A Bridge Too Far
Why are you here?
Because my best friend made me promise to seek therapy.
If your best friend told you to jump off a bridge, would you?
Of course not. No….well maybe if she was jumping with me. Don't you want to know what is bothering me rather than opening up by judging me about my relationship with my best friend?
I'm not judging you. I'm analyzing your response. I ask all my patients the same first question. You didn't answer about yourself, and I was trying to point that out to you. Your response leads me to believe you are defensively posturing yourself, hesitant about the truth, and perhaps dependent on your best friend. Perhaps codependent, so why don't we start by talking about that?
All that analysis from one sentence? Look. Who's paying who? Don't I get to choose what to talk about if I'm paying for your services? And if I'm coming here to talk about my mental health, do you think it's a good idea to lead with a question about me jumping off a bridge? How do you know I'm not suicidal?

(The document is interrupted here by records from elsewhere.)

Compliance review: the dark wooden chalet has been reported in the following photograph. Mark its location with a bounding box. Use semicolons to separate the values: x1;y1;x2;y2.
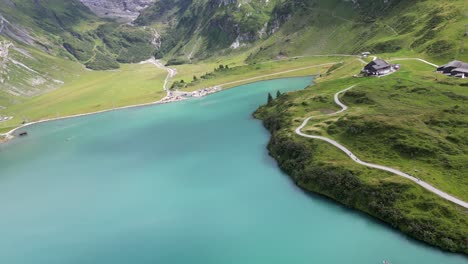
450;68;468;78
362;59;392;76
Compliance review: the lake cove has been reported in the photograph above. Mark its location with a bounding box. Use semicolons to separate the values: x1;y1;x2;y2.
0;77;468;264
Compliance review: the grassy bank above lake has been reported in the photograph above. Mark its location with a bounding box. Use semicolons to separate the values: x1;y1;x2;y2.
255;61;468;253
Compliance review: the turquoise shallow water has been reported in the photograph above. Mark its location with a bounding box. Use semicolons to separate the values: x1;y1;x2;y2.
0;78;468;264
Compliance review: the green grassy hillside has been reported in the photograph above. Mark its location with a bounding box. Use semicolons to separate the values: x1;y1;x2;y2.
256;58;468;253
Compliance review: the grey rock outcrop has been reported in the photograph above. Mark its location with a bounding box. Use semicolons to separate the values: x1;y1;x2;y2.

Good. So my comment was not out of line. Why don't you just take a breath and let me help you. Of course you get to choose what you want to talk about, but it's my job to assist you, to guide you towards a better understanding of yourself. That will involve me asking questions. And after I ask a question, if I see a red flag, I'm going to point it out. If any of my comments to you seem harsh and make you angry, perhaps we should peel that onion, so to speak. I like to dive right in with my patients, perhaps even intentionally rile them up, because often times they don't understand their own problems, and my style has been proven effective to reach that ultimate goal. Why don't we start over. What can I help you with today?
Truthfully? Today, right now my biggest problem started when I walked into your office and started talking to you. Let me ask you this? Are there any bridges nearby?